The objective of this scoping review is to evaluate the reporting of exercise descriptors and programme variables used within resistance training interventions for treating lower limb tendinopathies. The scoping review will be guided by addressing the following review questions on specific aspects of exercise reporting within lower limb tendinopathy resistance training interventions:
- What exercises and program variables are used in resistance training interventions for lower limb tendinopathy?
- How complete is the reporting of the exercise descriptors and programme variables as assessed by the CERT and the Toigo and Boutellier framework.
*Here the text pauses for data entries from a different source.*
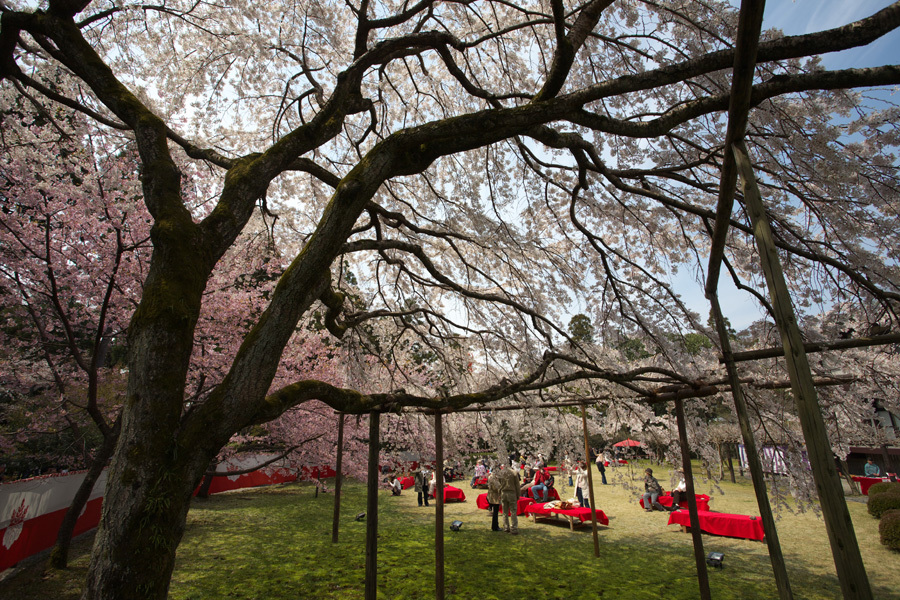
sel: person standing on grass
[488,465,503,531]
[669,471,687,511]
[575,461,591,508]
[500,460,519,535]
[597,452,606,485]
[415,465,431,506]
[531,469,550,502]
[470,458,487,488]
[644,468,666,512]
The inclusion criteria for the scoping review will be guided by a modified PICO (PCoCo) as recommended for scoping reviews (Peters et al. 2020).36
The review will include adults aged eighteen years or older with a diagnosis of a lower limb tendinopathy for any time duration. All lower limb tendinopathies will be included, such as gluteal, hamstring, patellar, Achilles, tibialis posterior and peroneal tendinopathy. Plantar fasciopathy, also referred to as Plantar heel pain will be included as it is considered to have a similar pathophysiology to tendinopathy and should therefore be treated in accordance with other lower limb tendinopathies according to recent literature.21 Any tendon condition characterised by common tendinopathy symptoms, in the absence of a full thickness tendon rupture will be considered for inclusion. A clinician’s diagnosis based on verifiable clinical features including pain location and a symptom altering response to palpation or tendon loading with specific tendinopathy tests will be accepted for inclusion.1 Strategies to rule out other conditions through diagnostic imaging such as ultrasonography or magnetic resonance imaging confirmation of structural change will be permitted.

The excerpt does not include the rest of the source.